How did you come to terms with the idea of nothing happening after you die?
I still have issues with the fact that one day I'm just going to shut down like a PC and that's it. I'm not expecting an afterlife, heaven, hell and all that made-up bullshit, but I still can't fully accept it.

Some suggestions, own experiences would really be helpful.

Tags: death, end, nothingness

Views: 195

Reply to This

Replies to This Discussion

Well, just think about what infinity means. It means that it never, ever ends. There are so many things you can do and, after you do them, you have to start over... again, and again, and again... you get it, right?

I would like to be here to experience the future and all that, but I would like to have the power to end my existence whenever I decide. I wouldn't want to know, understand and experience everything only to realize that, after let's say a trillion years, I have to live forever with nothing to do. Maybe I could wipe my memories and enjoy things all over again, but that would be a kind of dying for the memories-filled me.

In my book, immortality would be a living hell, while mortality is neutral. This way, though, I get to really enjoy life, something most don't get the chance to do.

Plus, if we worry about death all the time, when will we get to live?
I think it would be cooler to be the only immortal, maybe like the guy from The Man From Earth (not sure if he was in fact immortal).

But, like I've said in my last post, I never thought about immortality, I was just trying to get a few suggestions on how to deal with this issue.
I also fear death. The most depressing aspect is given from my curiosity. I want to know what will happen. I cannot know what humanity will do in the future since my perception will stop. I am curious of the future. My time is limited.
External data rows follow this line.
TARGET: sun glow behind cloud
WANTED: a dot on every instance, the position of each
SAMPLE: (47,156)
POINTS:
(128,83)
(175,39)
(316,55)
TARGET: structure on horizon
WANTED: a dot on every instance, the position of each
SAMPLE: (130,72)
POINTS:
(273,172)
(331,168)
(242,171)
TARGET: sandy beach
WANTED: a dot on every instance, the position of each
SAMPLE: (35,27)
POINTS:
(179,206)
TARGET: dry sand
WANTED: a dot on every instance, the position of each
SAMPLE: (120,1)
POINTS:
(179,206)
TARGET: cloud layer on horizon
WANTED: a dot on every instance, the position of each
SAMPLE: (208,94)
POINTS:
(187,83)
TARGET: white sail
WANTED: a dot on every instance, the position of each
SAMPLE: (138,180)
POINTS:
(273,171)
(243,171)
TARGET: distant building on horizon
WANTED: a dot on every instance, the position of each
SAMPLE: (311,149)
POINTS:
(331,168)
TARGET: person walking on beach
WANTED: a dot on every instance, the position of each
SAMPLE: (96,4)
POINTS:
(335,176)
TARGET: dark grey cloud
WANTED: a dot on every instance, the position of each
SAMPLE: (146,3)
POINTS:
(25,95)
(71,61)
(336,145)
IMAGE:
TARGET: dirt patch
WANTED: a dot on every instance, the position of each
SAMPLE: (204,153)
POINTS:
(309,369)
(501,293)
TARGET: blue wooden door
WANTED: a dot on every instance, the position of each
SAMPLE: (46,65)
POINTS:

The human body is a complex system of organs, organs are made of cells, cells are made of atoms and so on. For the big system to function well ( the human body ) you need all the vital components to function well. Hearth disease might get me. And that will be the end of 'that' system.

You are thinking inside this system ( specifically using your brain ). Your brain is a tool that processes your sensory perceptions. It then gives commands to an effector ( usually a muscle ) to do something ( either consciously or not ).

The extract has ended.